Je l’ai rencontré six mois après avoir commencé mon nouveau poste. Il était content, moi pas. Mais enfin… Les policiers hurlent, je ne comprends rien mais saisis l’essentiel :

- Ramasse des chiffons de latrines putain.

Ma colère se transforma en rage, et je bondis sur mes jambes plus que je ne me redressai.

- Sale p’lure de cul pourri. C’est ta femme la putain, la putain de cette politique dont tu as l’odeur sur toi. Tu parles de latrines, mais tu t’es vu ?

Un violent coup dans le ventre me fit me courber en deux, un second et je tombai à genoux.

- Alors, on n’a pas de la vaisselle qui nous attend ? À moins que tu tapines vraiment ? ça ne m’étonnerait pas. C’est bien la seule chose à quoi vous soyez bonnes, toi et ta bande. Un bon coup, ça vous calmerait.

Je tachai de redresser la tête. Il s’approcha et posa la main sur moi.

- Retire tes sales pattes de là sale chien, lançai-je en lui crachant au visage.

Une gifle me revint en réponse puis je fus copieusement frappée avant d’être emmenée pour être aussitôt emprisonnée. Mes amies ne n'étaient plus avec moi, je ne les reverrais pas. En prenant les coups, une idée m’a traversé l’esprit. Et si le bébé que je porte était une fille ?

J’y repensai en cellule et un rire sans joie m’échappe, accompagné d’une quinte de toux. J’en crachai du sang. Sur le moment, je n'eus pas d’inquiétude. Mais lorsqu’un médecin vient m’examiner, la colère étant calmée, je commençai à ressentir différentes douleurs que je n’identifiai pas.

Lorsqu’il tapote mon ventre je hurle. Il me rabroue froidement et recommence. Ma réaction fut la même alors que je me mords les lèvres pour ne pas crier.

- Il y un bébé là-dedans ? demanda-t-il en désignant mon corps contusionné.

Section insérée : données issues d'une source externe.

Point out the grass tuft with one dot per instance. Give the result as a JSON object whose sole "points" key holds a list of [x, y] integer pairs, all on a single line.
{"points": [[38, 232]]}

Je hochai la tête en signe d’affirmation.

- Il est sûrement mort à l’heure qu’il est. Je vais tâcher de trouver un moment pour vous opérer. Sinon vous allez mourir. Le bébé a peut-être explosé en vous…

Puis il s’en va. Me laissant seule avec une chose morte en moi. Mourir d’accord mais mon enfant… Mon bébé a explosé ? Une profonde tristesse m’envahit, les larmes coulent le long de mes joues en même temps que l’horreur me saisit. Je me penche en avant pour vomir, la douleur provoquée par le geste me fait tomber au sol.

Mon bébé, mon enfant… Je me touche le ventre. Je crois que je l’aimais ce petit. Est-ce vraiment possible ? Tout cela à cause de moi. Des paroles bibliques de ma mère lorsque j’étais enfant me reviennent en tête.

« Une femme vertueuse est la couronne de son mari, mais celle qui fait honte est comme de la pourriture sans ses os. »

Suis-je de la pourriture ? Grand Dieu, je suis certaine que non. Mais vais-je en Enfer, pour l’éternité le Diable me torturera pour le mal que j’ai fait à ce bébé ? Si cela arrive, c’est que Dieu lui-même est un chien. Je souris durement à une pensée. Et si Dieu était une femme ?

Je sens parfaitement mon corps à présent, je sens ce qu’il se passe à l’intérieur. Mes organes, mon sang, chaque cellule m’appelle au secours. Mais au secours de quoi ? Une multitude de points sont en souffrance. Je vais mourir, aucun doute là-dessus. Je n’ai même pas la force de me traîner jusqu’à la paillasse.

C’est trop tard. Moi qui pensais changer le monde. Voilà que je meurs à 19 ans.